Programming is sourced from SKY Network Television following an agreement in 2002 and also locally received and sourced channels. The agreement allowed TelstraClear to distribute and bill for services provided by SKY Network Television on its own InHome digital TV network.

In September 2010, TelstraClear released their own PVR called the T-BOX. The launch followed the release by parent company Telstra (AU) of a similar product.

As of June 2011 TelstraClear ceased all analogue transmission on its cable network.

In May 2012 TelstraClear started sourcing its own Pay Per View movies and changes its branding to InHome Movies.

InHomeTV was available on TelstraClear's HFC Cable network in Wellington, Christchurch and Kapiti. The service was only available if bundled with TelstraClear's telephony service or internet products.

====Interactive Services====
- Electronic Programme Guide (EPG) – television listing information.
- Pay Per View (PPV) Guide – Inhome Movies listing information.

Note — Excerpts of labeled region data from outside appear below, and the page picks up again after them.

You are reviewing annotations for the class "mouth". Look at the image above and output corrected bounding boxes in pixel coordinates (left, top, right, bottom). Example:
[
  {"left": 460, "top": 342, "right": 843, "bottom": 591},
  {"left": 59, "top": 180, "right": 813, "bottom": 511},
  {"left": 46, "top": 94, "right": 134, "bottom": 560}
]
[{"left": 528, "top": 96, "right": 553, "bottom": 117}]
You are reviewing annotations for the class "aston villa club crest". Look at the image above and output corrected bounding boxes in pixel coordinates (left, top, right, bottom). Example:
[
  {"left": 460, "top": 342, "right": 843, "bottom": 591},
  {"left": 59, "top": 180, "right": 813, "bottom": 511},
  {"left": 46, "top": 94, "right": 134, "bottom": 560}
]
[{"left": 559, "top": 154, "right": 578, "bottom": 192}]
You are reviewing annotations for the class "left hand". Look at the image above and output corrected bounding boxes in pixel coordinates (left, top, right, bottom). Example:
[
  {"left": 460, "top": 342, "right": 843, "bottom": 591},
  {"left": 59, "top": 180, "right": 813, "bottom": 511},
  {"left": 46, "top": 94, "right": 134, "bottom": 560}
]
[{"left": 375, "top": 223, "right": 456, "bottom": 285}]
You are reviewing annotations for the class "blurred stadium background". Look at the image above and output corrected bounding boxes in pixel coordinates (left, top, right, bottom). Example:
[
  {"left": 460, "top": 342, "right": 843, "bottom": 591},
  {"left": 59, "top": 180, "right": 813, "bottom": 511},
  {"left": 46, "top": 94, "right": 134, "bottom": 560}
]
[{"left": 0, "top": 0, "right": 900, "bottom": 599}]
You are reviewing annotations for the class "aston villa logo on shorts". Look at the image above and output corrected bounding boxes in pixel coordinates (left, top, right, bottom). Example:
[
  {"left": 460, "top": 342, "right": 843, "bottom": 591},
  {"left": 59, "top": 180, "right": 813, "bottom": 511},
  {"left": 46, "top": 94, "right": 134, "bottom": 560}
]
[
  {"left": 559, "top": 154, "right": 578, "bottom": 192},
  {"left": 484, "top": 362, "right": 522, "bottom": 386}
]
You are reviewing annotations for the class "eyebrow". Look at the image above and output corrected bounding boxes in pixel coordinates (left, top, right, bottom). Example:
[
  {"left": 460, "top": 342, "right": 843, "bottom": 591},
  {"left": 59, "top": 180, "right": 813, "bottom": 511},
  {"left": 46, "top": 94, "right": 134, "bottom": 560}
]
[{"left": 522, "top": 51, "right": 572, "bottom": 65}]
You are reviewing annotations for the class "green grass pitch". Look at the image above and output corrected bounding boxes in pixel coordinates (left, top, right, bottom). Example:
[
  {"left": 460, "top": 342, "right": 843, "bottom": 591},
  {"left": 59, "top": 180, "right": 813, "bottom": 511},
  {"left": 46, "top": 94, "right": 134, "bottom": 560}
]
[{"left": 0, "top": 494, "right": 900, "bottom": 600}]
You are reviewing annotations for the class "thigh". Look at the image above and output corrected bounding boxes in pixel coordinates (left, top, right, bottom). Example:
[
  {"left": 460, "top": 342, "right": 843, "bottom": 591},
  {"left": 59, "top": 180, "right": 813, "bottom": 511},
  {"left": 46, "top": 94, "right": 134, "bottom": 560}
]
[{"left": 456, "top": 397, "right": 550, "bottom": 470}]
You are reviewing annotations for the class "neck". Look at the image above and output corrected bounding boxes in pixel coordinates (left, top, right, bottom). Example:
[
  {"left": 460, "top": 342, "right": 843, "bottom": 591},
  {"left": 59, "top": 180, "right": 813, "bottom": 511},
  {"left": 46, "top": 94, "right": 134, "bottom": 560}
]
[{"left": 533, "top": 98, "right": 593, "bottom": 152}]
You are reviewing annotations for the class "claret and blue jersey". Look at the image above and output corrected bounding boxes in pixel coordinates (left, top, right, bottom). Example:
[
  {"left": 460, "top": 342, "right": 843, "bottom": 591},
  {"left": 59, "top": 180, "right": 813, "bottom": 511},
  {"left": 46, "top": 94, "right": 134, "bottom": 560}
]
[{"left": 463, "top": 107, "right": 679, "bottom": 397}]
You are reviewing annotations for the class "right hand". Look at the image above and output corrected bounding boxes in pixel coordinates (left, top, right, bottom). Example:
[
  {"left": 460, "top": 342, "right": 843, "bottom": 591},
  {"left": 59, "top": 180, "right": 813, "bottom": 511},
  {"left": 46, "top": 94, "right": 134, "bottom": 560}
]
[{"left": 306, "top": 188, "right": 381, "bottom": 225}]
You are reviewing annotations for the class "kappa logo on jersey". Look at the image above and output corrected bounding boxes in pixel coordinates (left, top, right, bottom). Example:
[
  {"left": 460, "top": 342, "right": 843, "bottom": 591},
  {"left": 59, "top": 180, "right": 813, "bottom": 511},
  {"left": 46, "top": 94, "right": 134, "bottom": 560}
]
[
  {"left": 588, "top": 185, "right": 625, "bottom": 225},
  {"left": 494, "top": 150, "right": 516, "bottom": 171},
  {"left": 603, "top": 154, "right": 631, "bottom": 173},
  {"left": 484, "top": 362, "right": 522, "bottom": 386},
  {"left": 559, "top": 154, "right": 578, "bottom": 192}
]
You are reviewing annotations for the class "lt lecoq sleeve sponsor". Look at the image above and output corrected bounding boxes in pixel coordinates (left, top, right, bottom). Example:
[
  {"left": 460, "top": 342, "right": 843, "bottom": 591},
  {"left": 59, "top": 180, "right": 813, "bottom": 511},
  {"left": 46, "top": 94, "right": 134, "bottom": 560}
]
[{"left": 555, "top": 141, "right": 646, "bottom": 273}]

==== Defunct Channels ====
- TechTV was available up until May 2004, when current owner Comcast halted international broadcasts.
- Chilli (an adult channel) was also available until 2006 when CEO Alan Freeth discontinued the product on moral grounds.
- Wild TV
- Visitor TV (This has been closed down after the Christchurch 22 February earthquake.)
- TBN has also ceased due to their financial limitations

=== Others===

==== Phonecards ====
TelstraClear issued remote memory phonecards. The cards started in March 2002 after Net Tel was taken over TelstraClear. The TalkPlus card, issued by Clear Communications since 1998 had similar cards issued under the TelstraClear branding.
The cards include Talk Talk, E-Phone, Pacific Talk, TalkPlus Global and Cheap Chat.
In 2003, the Holiday Parks Association phonecard introduced as a E-Phone card. Later the card changed to a TalkPlus Global card. In 2010, TelstraClear introduced the Prepaid Max card, which is only available online. In 2014 Vodafone issued the SuperGold phonecard.